What happens to a sample once it is submitted for culture?

Check out our process: Part 1 and Part 2.

Why is it important to include case history?

Including a brief clinical history on laboratory submissions is critical for a multitude of reasons. One of the most important being that it enables diagnosticians to assemble a complete differential diagnosis list and thus facilitates appropriate test selection up front to ensure rapid turnaround of results.  Safety and rapid diagnosis of zoonotic agents is another reason: For instance, tissues submitted from a cat with acute illness, high fever and history of contact with rabbits would alert the pathologist to request Francisella tularensis (tularemia) PCR testing, a test which would not be routinely ordered in the absence of case history or lesions (if tissues were included for histopathology). If a select agent is suspected (Brucella spp., Bacillus anthracis, F. tularensis, Y. pestis) it is important to contact the laboratory to ensure the sample is handled properly. See our Anthrax, Plague, and Tularemia Submission Guidelines document for more information.

Along with appropriate test selection clinical history is also necessary for interpretation of some results. It is particularly important for bacteriology where the clinical history is used to ensure the specimen is set up on the appropriate type of media(s) and culture condition(s). Many bacteria require special media for growth and unless adequate clinical history is submitted a specimen may not be cultured for specific bacteria. For more examples of how clinical history informs culture setup and interpretation, check out this article from the American Society for Microbiology (ASM).  Thorough clinical case histories help the lab help you make the right diagnosis.

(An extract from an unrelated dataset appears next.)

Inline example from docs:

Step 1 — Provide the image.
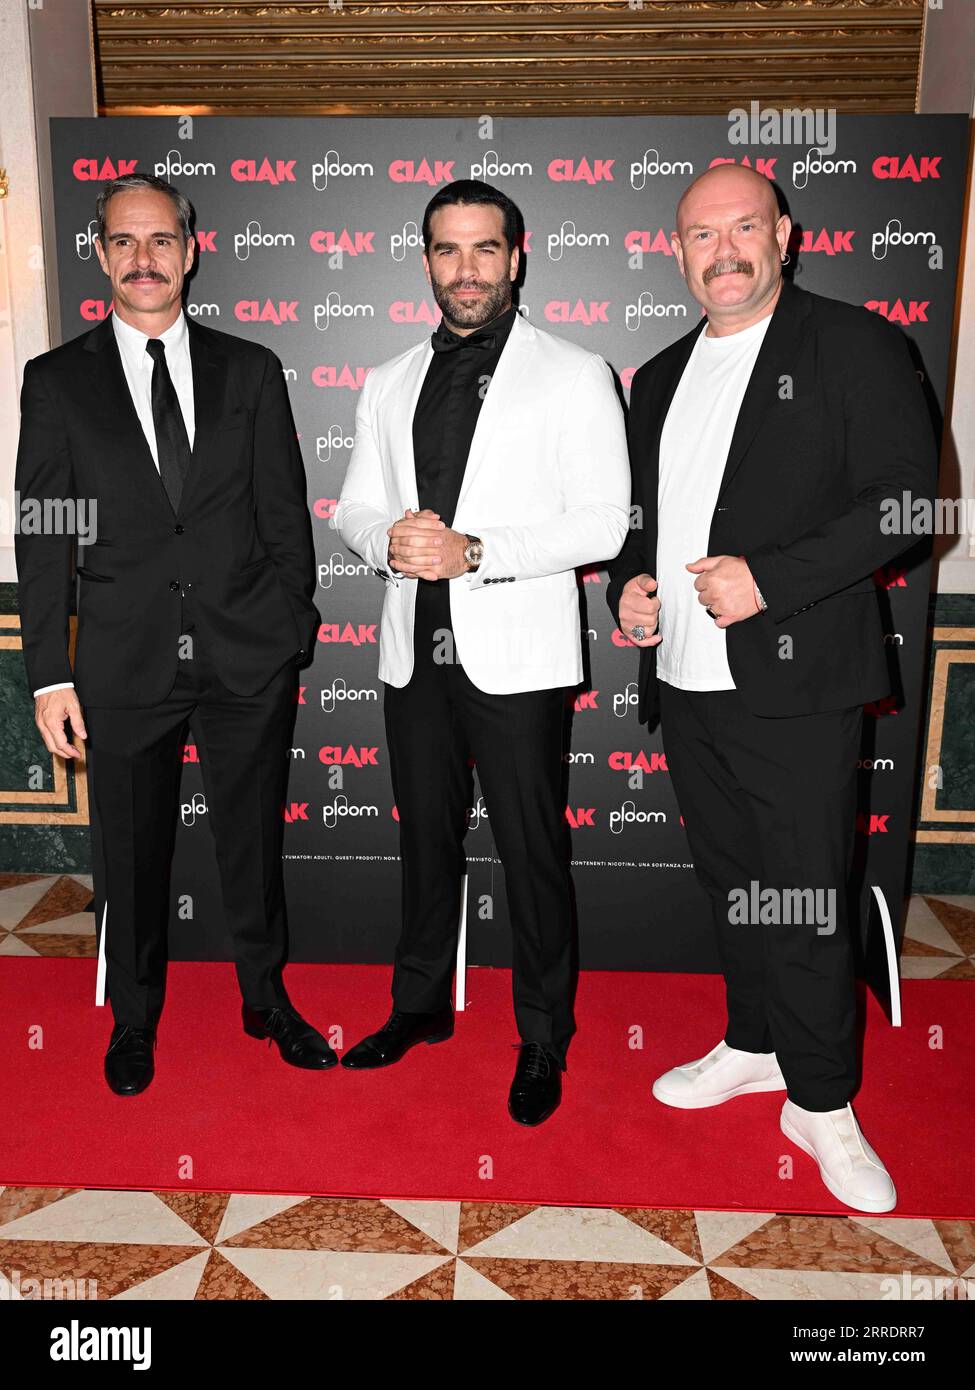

An organism was isolated, but there was a comment stating “Isolate not viable for antimicrobial susceptibility testing (AST)”. What does this mean?

It means that the isolate was able to grow in the culture, well enough that we could identify it, but when we tried to perform AST, the isolate would not grow by our standard methods. It could mean that the bacteria was fastidious or had potentially been damaged by previous treatment or transport.

You isolated a bacteria but did not perform AST. Why wasn’t it performed?

Certain bacteria do not grow well by standard broth dilution methods used for AST or standards for interpretation of results have not been developed by a reputable source, such as the Clinical and Laboratory Standards Institute, meaning we have no way to interpret the growth of the organism.

Alternatively, the organism may have predictable susceptibility patterns to commonly used antimicrobials, such as beta-hemolytic Streptococcus spp. (eg. S. canis, S. equi subsp. equi, S. equi subsp. zooepidemicus, S. felis) to beta-lactam class antibiotics. In other cases, such as Corynebacterium pseudotuberculosis, the causative agent of caseous lymphadenitis, treatment is not effective.

Why didn’t you perform antimicrobial susceptibility testing on the E. coli from an intestinal/fecal source?

E. coli is normal flora in the gastrointestinal tract. Current practice methods recommend supportive therapy for diarrhea in most cases for humans, food animals, and companion animals. This includes diarrhea caused by Salmonella sp. or toxigenic E. coli. Antimicrobial treatment not only wipes out normal gut flora which makes it harder for the animal to recover from illness, but also contributes to antimicrobial resistance in our normal flora which can make later treatment of significant infection more challenging. Additionally, interpretations for AST have not been developed by the Clinical and Laboratory Standards Institute (due to lack of clinical efficacy), meaning we have no way to interpret the growth of the organism so the results have little value and cannot be used for treatment planning.

My report says “2 morphotypes”. What does this mean?

When we isolate colonies of bacteria that look distinctly different from each other but are in significant amounts and identify as the same organism, eg., Escherichia coli, we perform AST separately on each colony type. Sometimes the AST results are the same, in which case we only report the one result and do not charge the client for both tests. Often the isolates have different susceptibility results. We cannot accurately mix the colonies for AST and ensure that the isolate does not appear more or less resistant because of differing amounts of each type used for testing. Inaccurate AST results could mean treatment of the infection with a broader spectrum than necessary or treating it with an antimicrobial that is ineffective against that isolate; both possibilities contribute to the ongoing public health issue of antimicrobial resistance.